Atlanta-based international humanitarian organization CARE was recognized as a “Superstar” by peers at GetTogether 2006, GetActive Software’s third annual user conference, in Baltimore in mid-September, for having the “best recurring e-newsletter.” Tobias Smith, Internet strategist for the organization, took some time to speak with me about what it is that makes the 4-year-old monthly e-newsletter, CARE Connections, successful.
Smith describes CARE Connections as the anchor of CARE’s large, complex e-cultivation effort at raising funds and encouraging advocacy. The goal of the e-newsletter is to bring people back to the Web to view the content that’s there. The e-newsletter includes feature stories, educational content, quizzes and other involvement pieces, as well as advocacy actions. Smith says that it’s a way to keep constituents informed and involved, but also a way to thank them.
“It’s what all the other cultivation pieces are not. All the rest of them have specific goals, like an appeal, which is designed to raise a certain amount of money. The newsletter’s that place that we’re not really knocking you up for money, but really having more of an expanded dialogue with you,” he says.
One of the key features of the e-newsletter is a section in which two women are pictured side by side, one from the developing world and the other from the United States. The copy compares and contrasts their lives, talking not just about how they are different but also how they are the same in an effort to draw connections and engage constituents.

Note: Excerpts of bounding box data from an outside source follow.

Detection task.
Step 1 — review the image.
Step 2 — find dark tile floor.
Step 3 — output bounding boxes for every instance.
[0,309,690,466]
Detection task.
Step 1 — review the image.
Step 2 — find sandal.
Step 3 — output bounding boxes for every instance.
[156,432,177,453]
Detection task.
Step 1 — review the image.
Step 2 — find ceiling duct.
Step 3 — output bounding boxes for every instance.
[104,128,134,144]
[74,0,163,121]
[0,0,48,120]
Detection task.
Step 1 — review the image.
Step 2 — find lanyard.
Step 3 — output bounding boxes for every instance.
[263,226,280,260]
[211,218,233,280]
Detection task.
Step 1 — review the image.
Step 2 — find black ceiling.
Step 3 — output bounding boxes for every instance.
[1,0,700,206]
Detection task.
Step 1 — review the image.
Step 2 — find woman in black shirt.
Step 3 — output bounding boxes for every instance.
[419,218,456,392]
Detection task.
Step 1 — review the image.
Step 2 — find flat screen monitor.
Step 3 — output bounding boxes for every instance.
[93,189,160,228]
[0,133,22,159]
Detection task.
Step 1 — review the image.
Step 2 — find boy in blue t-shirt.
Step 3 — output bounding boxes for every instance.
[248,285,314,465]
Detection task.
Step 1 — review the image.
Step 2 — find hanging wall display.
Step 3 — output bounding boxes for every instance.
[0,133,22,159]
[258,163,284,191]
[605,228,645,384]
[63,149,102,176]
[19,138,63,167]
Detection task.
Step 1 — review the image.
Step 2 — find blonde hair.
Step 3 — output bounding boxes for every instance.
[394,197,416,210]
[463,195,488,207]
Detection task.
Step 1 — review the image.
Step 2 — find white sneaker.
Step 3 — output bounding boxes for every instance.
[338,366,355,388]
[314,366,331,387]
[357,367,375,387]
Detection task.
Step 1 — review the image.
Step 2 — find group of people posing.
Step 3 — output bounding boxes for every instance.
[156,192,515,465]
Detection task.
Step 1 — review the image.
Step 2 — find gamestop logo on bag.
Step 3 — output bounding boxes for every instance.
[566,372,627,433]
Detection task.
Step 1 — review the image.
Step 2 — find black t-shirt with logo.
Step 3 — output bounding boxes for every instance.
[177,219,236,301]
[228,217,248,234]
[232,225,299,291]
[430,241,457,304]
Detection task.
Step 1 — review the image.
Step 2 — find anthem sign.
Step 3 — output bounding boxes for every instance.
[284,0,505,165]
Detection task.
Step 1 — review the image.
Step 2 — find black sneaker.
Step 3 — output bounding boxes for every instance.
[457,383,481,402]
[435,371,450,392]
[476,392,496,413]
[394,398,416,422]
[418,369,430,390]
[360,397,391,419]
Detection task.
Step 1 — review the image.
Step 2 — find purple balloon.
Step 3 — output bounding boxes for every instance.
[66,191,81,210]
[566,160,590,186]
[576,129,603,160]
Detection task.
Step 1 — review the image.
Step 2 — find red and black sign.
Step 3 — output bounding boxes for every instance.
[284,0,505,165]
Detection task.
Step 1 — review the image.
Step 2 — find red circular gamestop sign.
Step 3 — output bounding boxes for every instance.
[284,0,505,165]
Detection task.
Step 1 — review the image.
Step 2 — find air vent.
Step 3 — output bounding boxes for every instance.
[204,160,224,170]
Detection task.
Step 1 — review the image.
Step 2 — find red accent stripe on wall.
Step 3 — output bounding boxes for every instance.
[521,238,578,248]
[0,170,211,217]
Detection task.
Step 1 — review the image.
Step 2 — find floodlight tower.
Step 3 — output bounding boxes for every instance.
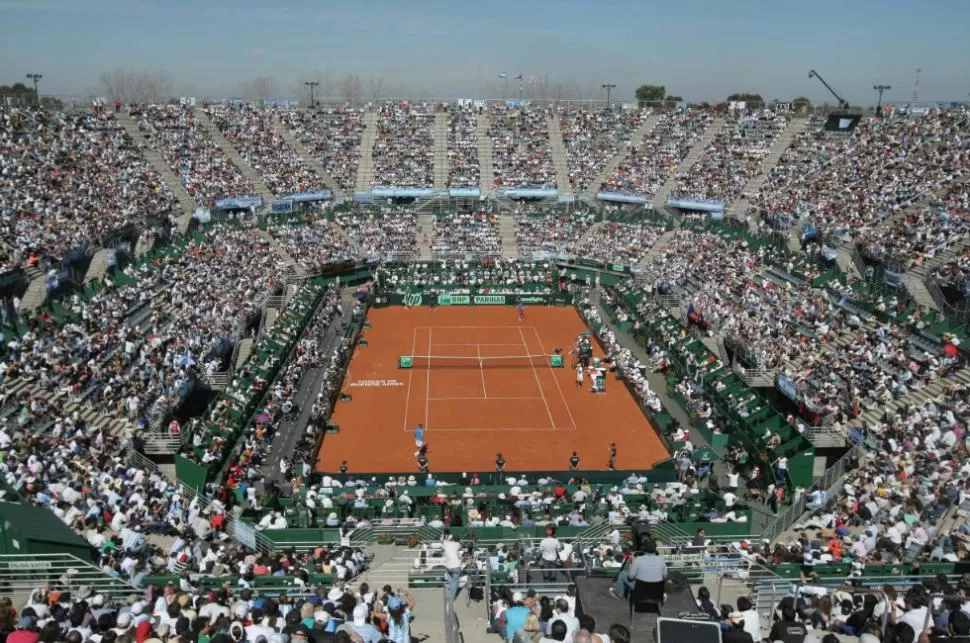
[27,74,44,106]
[603,83,616,109]
[872,85,892,115]
[303,80,320,109]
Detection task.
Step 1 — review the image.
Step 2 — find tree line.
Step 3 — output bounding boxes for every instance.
[635,85,812,108]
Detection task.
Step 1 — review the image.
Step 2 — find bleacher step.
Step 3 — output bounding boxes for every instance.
[475,112,495,197]
[651,118,727,210]
[356,109,377,192]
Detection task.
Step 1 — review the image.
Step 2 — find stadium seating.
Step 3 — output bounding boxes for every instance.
[0,102,970,643]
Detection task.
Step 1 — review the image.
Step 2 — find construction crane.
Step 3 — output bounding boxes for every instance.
[808,69,849,109]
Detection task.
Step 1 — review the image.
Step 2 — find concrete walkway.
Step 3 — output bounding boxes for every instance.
[265,304,352,482]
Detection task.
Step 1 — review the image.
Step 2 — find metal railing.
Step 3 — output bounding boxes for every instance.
[441,588,464,643]
[0,553,139,601]
[179,482,276,554]
[761,444,865,540]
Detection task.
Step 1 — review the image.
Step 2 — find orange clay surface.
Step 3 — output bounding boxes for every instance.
[317,306,668,473]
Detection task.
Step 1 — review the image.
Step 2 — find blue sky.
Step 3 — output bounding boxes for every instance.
[0,0,970,104]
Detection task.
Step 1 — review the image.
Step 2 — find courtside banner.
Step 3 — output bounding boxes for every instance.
[387,292,554,306]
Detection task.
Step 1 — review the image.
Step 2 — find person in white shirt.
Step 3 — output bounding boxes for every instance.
[549,598,579,643]
[441,529,461,600]
[539,527,562,583]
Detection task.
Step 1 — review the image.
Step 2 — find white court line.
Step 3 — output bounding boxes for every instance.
[415,324,535,330]
[519,327,552,429]
[424,326,433,431]
[475,344,488,400]
[435,342,522,346]
[431,397,542,402]
[532,326,576,430]
[404,328,418,431]
[420,427,570,433]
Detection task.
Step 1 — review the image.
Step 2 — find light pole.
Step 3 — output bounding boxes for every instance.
[872,85,892,116]
[303,80,320,109]
[602,83,616,109]
[27,74,44,106]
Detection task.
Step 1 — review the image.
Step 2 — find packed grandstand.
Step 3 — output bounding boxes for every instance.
[0,95,970,643]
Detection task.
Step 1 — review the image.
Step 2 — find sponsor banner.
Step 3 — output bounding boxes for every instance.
[7,560,51,570]
[438,294,471,306]
[270,199,293,214]
[472,295,505,305]
[387,292,544,306]
[283,190,333,203]
[216,196,263,210]
[350,380,404,388]
[664,553,704,566]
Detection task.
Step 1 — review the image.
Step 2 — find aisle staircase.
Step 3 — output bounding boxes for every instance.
[859,368,970,426]
[257,228,306,277]
[835,241,862,278]
[725,118,811,233]
[6,377,136,440]
[574,221,606,248]
[357,109,377,192]
[115,110,198,234]
[432,112,449,190]
[20,268,47,312]
[498,214,519,259]
[198,113,276,206]
[475,113,495,197]
[637,230,677,268]
[273,113,350,197]
[233,340,251,369]
[651,117,727,210]
[417,214,434,261]
[84,248,112,283]
[546,116,573,196]
[583,114,660,201]
[0,556,145,605]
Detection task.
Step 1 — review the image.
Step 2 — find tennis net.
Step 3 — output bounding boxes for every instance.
[398,355,563,370]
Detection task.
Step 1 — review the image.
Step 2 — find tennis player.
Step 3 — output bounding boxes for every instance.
[414,424,424,458]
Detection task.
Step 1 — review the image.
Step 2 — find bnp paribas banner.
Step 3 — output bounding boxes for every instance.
[391,292,549,306]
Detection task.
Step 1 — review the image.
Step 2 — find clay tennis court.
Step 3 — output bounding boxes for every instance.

Smith says that when developing an e-newsletter, organizations should remember two things:
1. Make sure the layout and overall look of the e-newsletter reflects your brand. Smith points to CARE’s development and enforcement of a strong, recognizable brand — and branding requirements within the organization — as one of the keys to CARE Connections’ success.
2. Think about your audience and make sure your e-newsletter is relevant to the user. To increase its relevance, CARE saw the need to shift the e-newsletter content from an organization focus to a user focus. “If you’re just thinking of it from your own point of view and spout out what you want to say to [constituents], well, it’s you and everybody else in a cluttered inbox,” Smith says. The newsletter now focuses on connections between people, specifically women in the United States and in the developing world.
Smith says CARE goes through a good deal of effort to make the content of the stories in the developing world relevant to people in the United States. Producing a quality e-newsletter with original content every month is a lot of work. You can’t just fill your e-newsletter with “whatever’s leftover” and think that’s going to engage constituents. The content you use has to be compelling — a real story or something interesting to your readers. Smith suggests thinking as an outsider when devising content. “Everything about our business is fascinating to us, and that’s just not the case outside [the organization],” he says.
In the end, he says e-cultivation is a wild frontier that all organizations are exploring at the same time. There’s a lot to be learned by constituent behavior and from other organizations. “We’re all sort of on the edge of the same balloon being expanded out into the wilderness, if you will,” Smith says. “Everyone’s working on the state of the art, and everyone can learn something from everyone else.”